Black Easter: The First Phase of the Greek Genocide Begins in Eastern Thrace

Black Easter Greek Genocide The Greeks of Ganochora fleeing their homeland, 1922. Photo: Georgios Lykidis. Source: Photographic archive EΛΙΑ-ΜΙΕΤ

April 6 marks the beginning of the Greek Genocide by the Ottoman Empire. It was Monday after Easter in 1914, now known as “Black Easter,” when the systematic extermination of the Greeks and their expulsion from Eastern Thrace, now a part of Turkey, began by Ottoman authorities.

At the beginning of the 20th century, Greeks in Eastern Thrace accounted for approximately 250,000 people. However, when the Ottoman Turks unleashed their genocide, many Greeks from Eastern Thrace were exiled to Greece and 100,000 transferred to Anatolia.

About only half of those transferred to the interior of the Ottoman Empire was eventually transported to Greece, and the rest were either killed or Turkified.

Eastern Thrace genocide
*Montpelier Examiner (Idaho), 1 Aug 1913

As recorded by the Greek Genocide Resource Center, Aspasia Constantinides an eye-witness to the deportation recounted:

After a two hour march, we reached a deep and narrow ravine where we found Corporal Ismail with a number of immigrants, apparently waiting for us. As soon as he saw us, he ordered our drivers to stop, and dragging the women out of the carts and beat them savagely. They snatched the earrings the women wore and in so doing cut their ears; they forced them to undress in order to get at the necklaces they wore, and often tore them off their necks with such violence that in one instance a woman's throat was cut, causing the blood to flow in torrents.
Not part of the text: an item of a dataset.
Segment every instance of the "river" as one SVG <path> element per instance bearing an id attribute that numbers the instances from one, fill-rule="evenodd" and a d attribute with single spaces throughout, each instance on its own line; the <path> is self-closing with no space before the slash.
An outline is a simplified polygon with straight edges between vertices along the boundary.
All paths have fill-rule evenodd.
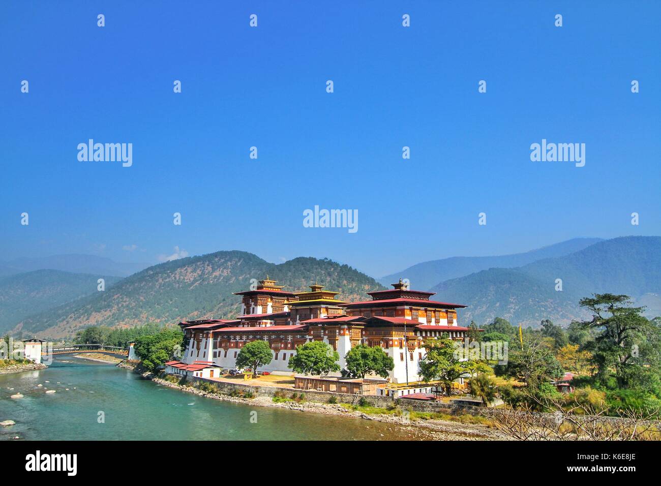
<path id="1" fill-rule="evenodd" d="M 46 393 L 45 389 L 56 392 Z M 9 397 L 17 393 L 24 397 Z M 253 411 L 256 423 L 251 420 Z M 0 426 L 0 440 L 17 436 L 32 440 L 422 438 L 414 429 L 392 424 L 205 398 L 112 364 L 69 355 L 57 356 L 48 369 L 0 375 L 0 421 L 5 420 L 16 425 Z"/>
A report by the Consular Agent in Kirklareli on April 23, 1914, stated that the hodjas (Muslim schoolmasters) in local mosques were inciting hatred of Christians and Greeks, and officials were arming local Turks with army rifles to commit crimes.

Eastern Thrace genocide
*Port Pirie Recorder and Western Mail (South Australia), 19 May 1914, page 2.
Eastern Thrace genocide
*Fleeing Eastern Thrace by rail (c. 1922). Courtesy: D. Mavridis.

The slaughter ended on October 11, 1922, when the Greeks of Eastern Thrace who refused to be Turkified were given 15 days to leave their ancestral homes of thousands of years following the signing of the armistice at Mudanya at the end of the Greco-Turkish War.

In speaking with Greek City Times, historian Marios Mathios-Josefidis explained how Eastern Thrace came into Turkish hands.

“One less known fact about Eastern Thrace is that Turkey annexed it without even one shot fired. The Greek government and Eleftherios Venizelos following the Asia Minor Catastrophe had to repel claims from Turkey that demanded Greece to pay war reparations,” Mathios-Josefidis explained.

“Facing a big financial problem because of the arrival of the Greek refugees from Minor Asia and a society that was tired after 10 years of conflict - The Balkan Wars, First World War and the Asia Minor Campaign - Greece stepped back and decided to offer Eastern Thrace to the Turks as war reparation,” he continued.

The historian then explains that the mass slaughter of Greeks in Eastern Thrace could have taken a very different course of events.

“Was it a necessary move?” he questions. “As a historian, I do not have the right to make conclusions of ‘what if,’ but having knowledge of the situations during this period, sure I can tell that it was a hurried decision. The Greek Army in Thrace Army was very strong and capable of repelling any attack from the Turks. But the most important factor was that the Turks had to travel by sea [to reach Thrace] as Constantinople was under British control. The problem for the Turks was that they did not have a Navy to do this,” Mathios-Josefidis said.

“On the other hand, the Greek Royal Navy was strong and experienced. Somebody can claim that the Great Powers forced us to give this historical province to the Turks. History has proven to us many times that nations that want to be pressed, are finally pressed because of other powers, and I mean this, especially for leadership. Unfortunately, our leadership at this time was not as decided as it had to be,” concluded the historian.